Ce génome épuré est à l’origine de certaines D. folliculorumd’autres peccadilles étranges aussi. Par exemple, la raison pour laquelle il ne sort que la nuit. Parmi les gènes perdus figurent ceux responsables de la protection contre les rayons UV, et ceux qui réveillent les animaux à la lumière du jour.
Ils sont également incapables de produire l’hormone mélatonine, présente dans la plupart des organismes vivants, avec des fonctions variables ; chez l’homme, la mélatonine est importante pour réguler le cycle du sommeil, mais chez les petits invertébrés, elle induit la mobilité et la reproduction.
Cela n’a pas semblé avoir gêné D. folliculorum, toutefois; il peut récolter la mélatonine sécrétée par la peau de son hôte au crépuscule.
Ce n’est pas pratique. (Smith et coll., Mol. Biol. Évol., 2022)
Contrairement aux autres acariens, leurs organes reproducteurs de D. folliculorum se sont déplacés vers l’avant de leur corps, avec le pénis des acariens mâles pointant vers l’avant et vers le haut à partir de leur dos. Cela signifie qu’il doit s’installer sous la femelle alors qu’elle se perche précairement sur un poil pour s’accoupler, ce qu’elle fait toute la nuit, à la manière d’AC/DC (vraisemblablement).
Mais bien que l’accouplement soit assez important, le pool génétique potentiel est très petit : il y a très peu de possibilités d’élargir la diversité génétique. Cela pourrait signifier que les acariens sont sur la bonne voie pour une impasse évolutive.
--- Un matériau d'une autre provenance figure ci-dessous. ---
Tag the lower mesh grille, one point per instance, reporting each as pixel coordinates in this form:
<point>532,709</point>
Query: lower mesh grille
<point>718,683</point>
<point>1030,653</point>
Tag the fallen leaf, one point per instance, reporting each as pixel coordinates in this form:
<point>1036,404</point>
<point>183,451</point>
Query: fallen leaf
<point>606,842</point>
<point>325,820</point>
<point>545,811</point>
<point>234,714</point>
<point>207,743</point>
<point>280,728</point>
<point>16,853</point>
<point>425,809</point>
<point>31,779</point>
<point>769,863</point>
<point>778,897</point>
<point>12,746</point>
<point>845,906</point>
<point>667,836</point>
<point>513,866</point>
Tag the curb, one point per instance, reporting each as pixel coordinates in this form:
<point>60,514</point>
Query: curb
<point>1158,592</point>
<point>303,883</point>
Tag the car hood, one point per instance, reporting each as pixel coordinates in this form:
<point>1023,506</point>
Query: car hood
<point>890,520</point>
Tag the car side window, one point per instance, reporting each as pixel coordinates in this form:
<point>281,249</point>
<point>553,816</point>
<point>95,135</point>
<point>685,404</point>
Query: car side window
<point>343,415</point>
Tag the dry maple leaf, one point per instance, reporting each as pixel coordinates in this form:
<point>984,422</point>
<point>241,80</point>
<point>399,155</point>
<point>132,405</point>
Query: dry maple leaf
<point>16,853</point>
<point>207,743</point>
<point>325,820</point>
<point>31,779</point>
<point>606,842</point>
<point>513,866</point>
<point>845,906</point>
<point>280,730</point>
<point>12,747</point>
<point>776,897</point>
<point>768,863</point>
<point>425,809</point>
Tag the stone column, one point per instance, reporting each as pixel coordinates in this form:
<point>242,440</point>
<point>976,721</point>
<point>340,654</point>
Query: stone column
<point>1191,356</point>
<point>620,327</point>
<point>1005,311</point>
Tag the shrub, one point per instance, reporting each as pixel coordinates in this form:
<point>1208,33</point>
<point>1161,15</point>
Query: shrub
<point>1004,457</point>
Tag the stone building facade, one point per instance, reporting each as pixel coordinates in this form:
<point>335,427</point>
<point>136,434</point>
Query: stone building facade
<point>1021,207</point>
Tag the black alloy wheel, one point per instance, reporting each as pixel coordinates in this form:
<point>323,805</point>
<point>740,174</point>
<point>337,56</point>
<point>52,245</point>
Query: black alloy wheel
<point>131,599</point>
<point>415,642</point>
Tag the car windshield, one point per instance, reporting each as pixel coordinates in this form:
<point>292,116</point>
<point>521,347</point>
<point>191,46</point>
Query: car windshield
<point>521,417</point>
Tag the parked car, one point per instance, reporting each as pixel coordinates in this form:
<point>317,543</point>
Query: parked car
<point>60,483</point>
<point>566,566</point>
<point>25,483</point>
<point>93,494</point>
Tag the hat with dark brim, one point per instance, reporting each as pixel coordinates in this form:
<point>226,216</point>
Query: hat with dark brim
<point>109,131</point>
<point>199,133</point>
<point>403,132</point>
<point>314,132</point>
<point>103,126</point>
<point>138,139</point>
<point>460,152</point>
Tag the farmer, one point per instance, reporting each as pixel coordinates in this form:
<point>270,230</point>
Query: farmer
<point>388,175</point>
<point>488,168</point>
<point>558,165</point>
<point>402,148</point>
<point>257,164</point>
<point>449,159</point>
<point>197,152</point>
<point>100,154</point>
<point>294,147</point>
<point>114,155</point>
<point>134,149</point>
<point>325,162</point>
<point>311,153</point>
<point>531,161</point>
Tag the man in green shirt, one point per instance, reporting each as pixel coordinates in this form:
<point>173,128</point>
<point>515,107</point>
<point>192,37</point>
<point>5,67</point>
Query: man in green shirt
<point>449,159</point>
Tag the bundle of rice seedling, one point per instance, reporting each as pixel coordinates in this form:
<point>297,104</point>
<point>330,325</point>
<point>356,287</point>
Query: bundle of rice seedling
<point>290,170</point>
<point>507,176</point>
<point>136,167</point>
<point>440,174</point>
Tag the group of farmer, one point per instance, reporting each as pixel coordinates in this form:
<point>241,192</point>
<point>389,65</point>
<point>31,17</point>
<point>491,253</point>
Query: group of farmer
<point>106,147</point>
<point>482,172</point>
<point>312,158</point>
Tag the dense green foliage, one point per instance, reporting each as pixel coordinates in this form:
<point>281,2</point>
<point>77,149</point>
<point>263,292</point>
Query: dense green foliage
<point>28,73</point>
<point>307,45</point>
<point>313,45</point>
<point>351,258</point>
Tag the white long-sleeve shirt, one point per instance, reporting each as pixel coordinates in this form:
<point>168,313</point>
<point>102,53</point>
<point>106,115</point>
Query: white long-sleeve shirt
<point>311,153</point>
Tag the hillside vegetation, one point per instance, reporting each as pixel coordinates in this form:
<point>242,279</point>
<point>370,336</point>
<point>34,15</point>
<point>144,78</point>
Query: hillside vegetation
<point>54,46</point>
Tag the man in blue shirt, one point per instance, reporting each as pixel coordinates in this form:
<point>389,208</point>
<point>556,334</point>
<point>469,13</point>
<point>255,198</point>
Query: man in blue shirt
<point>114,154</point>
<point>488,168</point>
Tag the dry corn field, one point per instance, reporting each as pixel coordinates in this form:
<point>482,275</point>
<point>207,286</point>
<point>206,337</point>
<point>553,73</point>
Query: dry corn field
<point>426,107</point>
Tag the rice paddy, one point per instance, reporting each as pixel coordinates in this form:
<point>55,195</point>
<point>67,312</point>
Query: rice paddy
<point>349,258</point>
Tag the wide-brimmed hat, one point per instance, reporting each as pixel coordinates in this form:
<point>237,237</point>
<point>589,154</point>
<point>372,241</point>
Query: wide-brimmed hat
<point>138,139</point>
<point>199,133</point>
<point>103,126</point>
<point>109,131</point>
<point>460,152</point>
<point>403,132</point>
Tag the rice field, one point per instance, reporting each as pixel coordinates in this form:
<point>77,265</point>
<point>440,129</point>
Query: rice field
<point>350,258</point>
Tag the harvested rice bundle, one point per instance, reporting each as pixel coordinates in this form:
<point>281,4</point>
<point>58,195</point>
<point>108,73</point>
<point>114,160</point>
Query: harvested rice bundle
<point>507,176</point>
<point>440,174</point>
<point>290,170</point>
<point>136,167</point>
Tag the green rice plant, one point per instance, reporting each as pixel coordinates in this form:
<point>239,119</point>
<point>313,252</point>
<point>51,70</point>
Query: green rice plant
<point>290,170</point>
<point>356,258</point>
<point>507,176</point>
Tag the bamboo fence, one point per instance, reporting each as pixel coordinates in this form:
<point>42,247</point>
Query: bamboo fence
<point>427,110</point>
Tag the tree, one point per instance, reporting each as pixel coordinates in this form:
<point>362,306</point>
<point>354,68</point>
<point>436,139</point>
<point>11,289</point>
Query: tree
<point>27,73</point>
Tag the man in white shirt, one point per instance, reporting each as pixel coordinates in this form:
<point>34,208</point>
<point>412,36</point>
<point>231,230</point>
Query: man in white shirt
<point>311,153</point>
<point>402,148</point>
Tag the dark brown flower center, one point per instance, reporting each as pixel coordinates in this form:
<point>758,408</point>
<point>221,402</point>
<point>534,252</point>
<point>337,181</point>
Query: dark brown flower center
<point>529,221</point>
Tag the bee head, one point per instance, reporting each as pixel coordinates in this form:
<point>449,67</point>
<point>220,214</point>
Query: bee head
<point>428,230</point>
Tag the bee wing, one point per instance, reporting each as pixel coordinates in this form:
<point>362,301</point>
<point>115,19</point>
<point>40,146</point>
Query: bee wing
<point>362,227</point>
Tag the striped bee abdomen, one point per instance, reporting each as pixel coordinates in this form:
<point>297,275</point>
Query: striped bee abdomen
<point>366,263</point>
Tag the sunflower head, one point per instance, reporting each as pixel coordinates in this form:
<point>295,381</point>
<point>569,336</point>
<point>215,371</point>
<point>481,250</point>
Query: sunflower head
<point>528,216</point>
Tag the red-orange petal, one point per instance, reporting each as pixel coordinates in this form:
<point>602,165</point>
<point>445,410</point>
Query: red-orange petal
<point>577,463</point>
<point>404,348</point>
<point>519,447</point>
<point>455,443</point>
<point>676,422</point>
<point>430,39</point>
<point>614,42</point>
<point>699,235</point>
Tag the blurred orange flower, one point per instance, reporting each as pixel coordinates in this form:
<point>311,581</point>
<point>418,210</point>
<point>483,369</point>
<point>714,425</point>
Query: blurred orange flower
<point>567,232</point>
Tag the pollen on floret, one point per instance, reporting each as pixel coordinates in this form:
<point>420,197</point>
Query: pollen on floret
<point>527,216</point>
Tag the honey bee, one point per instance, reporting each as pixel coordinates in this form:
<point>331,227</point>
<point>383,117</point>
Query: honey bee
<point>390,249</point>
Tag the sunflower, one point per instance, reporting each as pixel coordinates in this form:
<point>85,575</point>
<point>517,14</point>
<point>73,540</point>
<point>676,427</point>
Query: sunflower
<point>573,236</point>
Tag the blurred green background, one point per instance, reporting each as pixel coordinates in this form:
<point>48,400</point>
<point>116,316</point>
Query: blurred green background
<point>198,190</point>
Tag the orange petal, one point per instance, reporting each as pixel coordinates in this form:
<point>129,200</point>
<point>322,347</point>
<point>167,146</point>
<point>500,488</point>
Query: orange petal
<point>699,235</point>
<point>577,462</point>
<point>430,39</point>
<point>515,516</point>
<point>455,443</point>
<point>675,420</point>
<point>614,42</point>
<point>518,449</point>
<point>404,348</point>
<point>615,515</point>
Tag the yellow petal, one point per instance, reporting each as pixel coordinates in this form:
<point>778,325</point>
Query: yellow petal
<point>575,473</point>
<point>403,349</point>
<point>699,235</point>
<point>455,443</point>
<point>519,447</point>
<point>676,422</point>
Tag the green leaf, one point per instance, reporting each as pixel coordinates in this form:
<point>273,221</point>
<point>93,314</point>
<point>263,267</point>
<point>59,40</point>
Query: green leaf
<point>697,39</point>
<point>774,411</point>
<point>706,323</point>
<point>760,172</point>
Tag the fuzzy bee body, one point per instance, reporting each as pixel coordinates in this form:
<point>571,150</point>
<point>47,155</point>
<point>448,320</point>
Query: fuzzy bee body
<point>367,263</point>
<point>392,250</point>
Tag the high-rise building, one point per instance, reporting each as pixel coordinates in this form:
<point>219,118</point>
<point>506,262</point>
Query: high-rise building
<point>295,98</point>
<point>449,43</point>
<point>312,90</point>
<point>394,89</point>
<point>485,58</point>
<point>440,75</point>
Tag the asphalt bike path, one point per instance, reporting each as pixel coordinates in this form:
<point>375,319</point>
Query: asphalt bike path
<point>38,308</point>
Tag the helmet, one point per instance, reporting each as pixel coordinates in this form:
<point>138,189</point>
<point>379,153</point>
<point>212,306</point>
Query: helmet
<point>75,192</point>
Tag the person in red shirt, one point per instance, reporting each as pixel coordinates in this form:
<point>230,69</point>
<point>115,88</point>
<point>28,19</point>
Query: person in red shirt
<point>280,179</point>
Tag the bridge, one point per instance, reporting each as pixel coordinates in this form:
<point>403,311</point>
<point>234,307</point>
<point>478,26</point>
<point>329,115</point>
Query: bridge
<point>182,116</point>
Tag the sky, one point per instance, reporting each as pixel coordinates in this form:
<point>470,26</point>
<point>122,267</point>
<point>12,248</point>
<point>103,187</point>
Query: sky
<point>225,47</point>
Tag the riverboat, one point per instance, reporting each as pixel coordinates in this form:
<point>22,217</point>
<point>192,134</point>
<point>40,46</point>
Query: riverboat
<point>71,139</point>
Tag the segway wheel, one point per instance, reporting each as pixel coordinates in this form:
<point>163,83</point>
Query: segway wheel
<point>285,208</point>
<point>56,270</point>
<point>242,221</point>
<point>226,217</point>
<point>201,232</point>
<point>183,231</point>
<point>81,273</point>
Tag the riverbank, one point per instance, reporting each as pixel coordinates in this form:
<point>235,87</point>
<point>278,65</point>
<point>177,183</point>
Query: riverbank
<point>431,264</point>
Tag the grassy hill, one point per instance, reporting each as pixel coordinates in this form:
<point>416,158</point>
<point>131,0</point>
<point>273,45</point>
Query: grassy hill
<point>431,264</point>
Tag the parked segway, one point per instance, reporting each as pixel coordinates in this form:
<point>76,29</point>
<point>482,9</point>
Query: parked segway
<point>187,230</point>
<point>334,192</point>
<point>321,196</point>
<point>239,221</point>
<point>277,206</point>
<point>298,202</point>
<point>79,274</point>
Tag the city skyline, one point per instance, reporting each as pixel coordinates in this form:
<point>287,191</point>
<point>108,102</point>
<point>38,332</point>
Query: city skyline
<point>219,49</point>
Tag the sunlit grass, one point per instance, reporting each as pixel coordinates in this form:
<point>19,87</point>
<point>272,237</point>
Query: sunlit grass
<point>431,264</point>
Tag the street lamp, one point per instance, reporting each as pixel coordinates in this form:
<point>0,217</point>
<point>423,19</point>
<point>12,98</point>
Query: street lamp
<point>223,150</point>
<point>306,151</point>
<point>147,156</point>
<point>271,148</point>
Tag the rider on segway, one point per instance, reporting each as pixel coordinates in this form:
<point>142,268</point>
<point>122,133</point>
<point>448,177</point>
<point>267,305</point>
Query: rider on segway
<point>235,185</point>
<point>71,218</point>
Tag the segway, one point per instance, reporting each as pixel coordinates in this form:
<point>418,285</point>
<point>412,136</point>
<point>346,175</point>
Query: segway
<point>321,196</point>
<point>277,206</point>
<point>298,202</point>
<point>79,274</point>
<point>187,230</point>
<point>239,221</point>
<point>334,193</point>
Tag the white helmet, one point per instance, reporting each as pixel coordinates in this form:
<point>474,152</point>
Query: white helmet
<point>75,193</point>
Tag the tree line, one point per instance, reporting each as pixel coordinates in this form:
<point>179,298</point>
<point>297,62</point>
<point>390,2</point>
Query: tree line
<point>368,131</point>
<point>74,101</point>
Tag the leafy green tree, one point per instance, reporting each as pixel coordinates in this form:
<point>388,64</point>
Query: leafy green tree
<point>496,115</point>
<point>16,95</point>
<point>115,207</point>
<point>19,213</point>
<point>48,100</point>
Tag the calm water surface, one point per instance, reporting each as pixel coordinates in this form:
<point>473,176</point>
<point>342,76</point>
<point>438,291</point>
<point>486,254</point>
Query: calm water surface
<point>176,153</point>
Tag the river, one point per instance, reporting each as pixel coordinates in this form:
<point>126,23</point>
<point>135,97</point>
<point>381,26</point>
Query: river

Fait intéressant, l’équipe a également découvert qu’au stade de développement de la nymphe, entre la larve et l’adulte, c’est lorsque les acariens ont le plus grand nombre de cellules dans leur corps. Lorsqu’ils passent au stade adulte, ils perdent des cellules – la première étape évolutive, selon les chercheurs, dans la marche d’une espèce d’arthropode vers un mode de vie symbiotique.
On peut se demander quels avantages les humains peuvent tirer de ces animaux particuliers ; quelque chose d’autre que les chercheurs ont trouvé pourrait partiellement suggérer la réponse. Pendant des années, les scientifiques ont pensé que D. folliculorum n’a pas d’anus, accumulant à la place des déchets dans son corps pour exploser lorsque l’acarien meurt, et provoquant ainsi des affections cutanées.
La flèche pointe vers l’anus de l’acarien, et maintenant vous êtes probablement sur une sorte de liste de surveillance. (Université de Reading)
L’équipe a constaté que ce n’est tout simplement pas le cas. Les acariens ont en effet de minuscules petits trous du cul; votre visage n’est probablement pas plein de caca d’acariens expulsé à titre posthume.
“Les acariens ont été blâmés pour beaucoup de choses”, a déclaré le zoologiste Henk Braig de l’Université de Bangor et de l’Université nationale de San Juan en Argentine. “La longue association avec les humains pourrait suggérer qu’ils pourraient également avoir des rôles bénéfiques simples mais importants, par exemple, en gardant les pores de notre visage débranchés.”
La recherche a été publiée dans Biologie moléculaire et évolution.